So if you wanted to prove that a value x in your program is in the range [m, n], you "simply" have to show how you could compute (x - m) and (n - x) at that point in your program, where the - operator can only return non-negative numbers by construction. The flip side is that m and n can be arbitrary run-time values, and there's no run-time check at all; these are essentially 'phantom' values and any computation involved in these proofs is elided: checking that a proof is correct is a special case of type checking. This is also why such languages cannot be Turing-complete, since that would allow a non-terminating function to be a valid "proof" of any property.


It does exist already as a compiler optimisation method, where the compiler infers possible values at different locations in the code. It's called Value Range Propagation or Value Range Analysis [1]. Loops complicate it as a sibling comment mentions, but they don't prevent it from being useful.

There are indeed an infinite number of similar traits.
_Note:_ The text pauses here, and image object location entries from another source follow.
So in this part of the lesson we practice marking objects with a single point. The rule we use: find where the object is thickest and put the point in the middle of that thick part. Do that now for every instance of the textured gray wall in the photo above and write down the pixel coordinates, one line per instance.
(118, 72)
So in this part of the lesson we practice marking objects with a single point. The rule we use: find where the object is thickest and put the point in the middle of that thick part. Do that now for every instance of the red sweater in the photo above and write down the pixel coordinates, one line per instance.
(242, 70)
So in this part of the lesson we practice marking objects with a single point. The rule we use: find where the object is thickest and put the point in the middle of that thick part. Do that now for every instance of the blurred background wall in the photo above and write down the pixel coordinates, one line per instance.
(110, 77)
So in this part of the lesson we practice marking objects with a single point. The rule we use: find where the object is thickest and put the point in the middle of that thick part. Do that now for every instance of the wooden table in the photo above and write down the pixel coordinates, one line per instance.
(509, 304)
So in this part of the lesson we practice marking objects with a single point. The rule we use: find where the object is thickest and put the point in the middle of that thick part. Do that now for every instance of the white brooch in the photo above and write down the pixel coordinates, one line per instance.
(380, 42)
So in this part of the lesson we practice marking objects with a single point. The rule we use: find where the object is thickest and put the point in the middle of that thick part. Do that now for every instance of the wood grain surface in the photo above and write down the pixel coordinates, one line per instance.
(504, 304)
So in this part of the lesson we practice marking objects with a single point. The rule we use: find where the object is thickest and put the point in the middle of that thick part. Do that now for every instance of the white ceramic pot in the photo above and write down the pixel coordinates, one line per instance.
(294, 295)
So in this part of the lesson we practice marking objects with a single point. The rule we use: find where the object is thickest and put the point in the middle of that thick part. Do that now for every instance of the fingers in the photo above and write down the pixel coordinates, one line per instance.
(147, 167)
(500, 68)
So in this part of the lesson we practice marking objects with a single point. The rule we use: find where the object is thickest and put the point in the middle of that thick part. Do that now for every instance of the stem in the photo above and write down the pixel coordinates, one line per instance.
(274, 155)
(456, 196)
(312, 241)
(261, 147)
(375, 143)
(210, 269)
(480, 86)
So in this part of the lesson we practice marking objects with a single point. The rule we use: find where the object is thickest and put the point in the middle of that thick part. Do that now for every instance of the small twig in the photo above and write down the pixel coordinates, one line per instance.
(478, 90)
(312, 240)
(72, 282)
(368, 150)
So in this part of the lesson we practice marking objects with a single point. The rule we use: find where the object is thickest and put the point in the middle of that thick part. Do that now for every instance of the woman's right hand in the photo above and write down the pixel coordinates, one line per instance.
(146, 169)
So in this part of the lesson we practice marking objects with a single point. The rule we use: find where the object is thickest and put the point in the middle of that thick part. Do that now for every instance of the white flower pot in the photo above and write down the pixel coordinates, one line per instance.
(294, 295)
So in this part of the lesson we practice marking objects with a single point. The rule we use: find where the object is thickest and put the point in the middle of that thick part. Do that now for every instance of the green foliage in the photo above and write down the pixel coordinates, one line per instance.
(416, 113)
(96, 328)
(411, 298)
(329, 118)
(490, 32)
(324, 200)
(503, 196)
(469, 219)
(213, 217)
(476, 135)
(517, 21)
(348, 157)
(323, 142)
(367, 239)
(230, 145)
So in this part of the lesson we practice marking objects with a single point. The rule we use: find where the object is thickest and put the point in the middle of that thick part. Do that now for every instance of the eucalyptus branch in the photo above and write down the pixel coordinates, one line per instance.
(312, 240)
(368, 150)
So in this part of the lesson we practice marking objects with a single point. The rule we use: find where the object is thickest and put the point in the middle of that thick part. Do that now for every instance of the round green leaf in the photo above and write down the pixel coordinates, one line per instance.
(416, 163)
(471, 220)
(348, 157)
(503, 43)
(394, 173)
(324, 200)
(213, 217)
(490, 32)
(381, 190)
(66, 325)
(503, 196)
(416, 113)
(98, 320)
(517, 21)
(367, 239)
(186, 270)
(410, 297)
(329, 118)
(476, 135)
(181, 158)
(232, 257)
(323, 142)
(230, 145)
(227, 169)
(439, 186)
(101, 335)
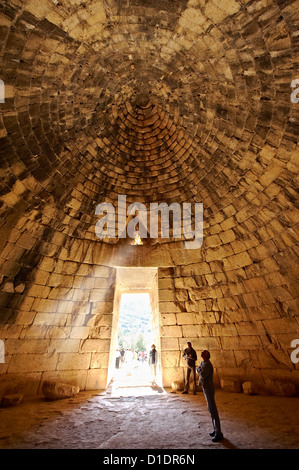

Compilers have to limit themselves to a reasonable subset, because if you take the idea of general numeric traits far enough, you end up with general purpose theorem proving.

[1] https://en.wikipedia.org/wiki/Value_range_analysis


I think the hard part will be loops. What type would you then give to your integers? If you want it to be precise, the type checking might become undecidable. Too loose, and you end up with Int without any additional info.


I'd envisage that working like Rust failing to compile when you have a mutable reference inside a loop but working if you clone it or make it immutable except with the additional case that you can just promote it to the catch-all type. If it's a loop over a range of ints, it might be possible to use that range to determine the necessary type.

All that said, if you're using unbounded loops doing arithmetic on signed integers then you're already dealing with UB in C/C++ land.


Ada has integer types that are basically defined by just their range, and if they are wrapping. So for example you might define

    type My_Tiny_Int is range 1 .. 20;
    type Unsigned_Wrapping_int is mod 2 ** 5;
I don't think it does any fancy inference based on that, just overflow checks.


It should exist, in theory, but the type becomes moot in the presence of any dynamic input.


Well... either the type becomes meaningless, or the type becomes something that must be enforced in the presence of dynamic input.

If your type says "an integer from 1 to 10", and you ask the user to enter a number from 1 to 10, and they enter 20, then something has to happen. If the compiler haa a routine that parses user input into "integer from 1 to 10" (or any range), then it has to either clip, wrap, or fail. If it doesn't, then you just parsed the user input into an int. When you try to stick that in your "integer from 1 to 10", one of the same things must happen. (Or, as you say, the type becomes moot.)


"If you’re designing a high level language, the obvious solution is to use true integer semantics (aka bigints) everywhere like Python does. However, this approach is not popular in low level languages due to the difficulty of optimizing bigint code."

I feel like this is a bit of a leap - in a great many scenarios, you don't ever want a number bigger than will fit in a 64-bit int. A number that big likely indicates a bug or corrupt data coming from somewhere else. It can also create a bunch of larger scale problems - a 256-bit int creeps in somewhere and now all your ints are getting promoted from 64-bit register ints to heap allocations, all your operations slow down, the application runs out of memory or just hangs...

To me, the obvious solution is to throw/panic on overflow, as some runtime environments can: https://docs.microsoft.com/en-us/dotnet/csharp/language-refe...

The elaborate CS solutions via things like range analysis are very cool, though, and I look forward to being able to use a language in production that does stuff like what's described in the article.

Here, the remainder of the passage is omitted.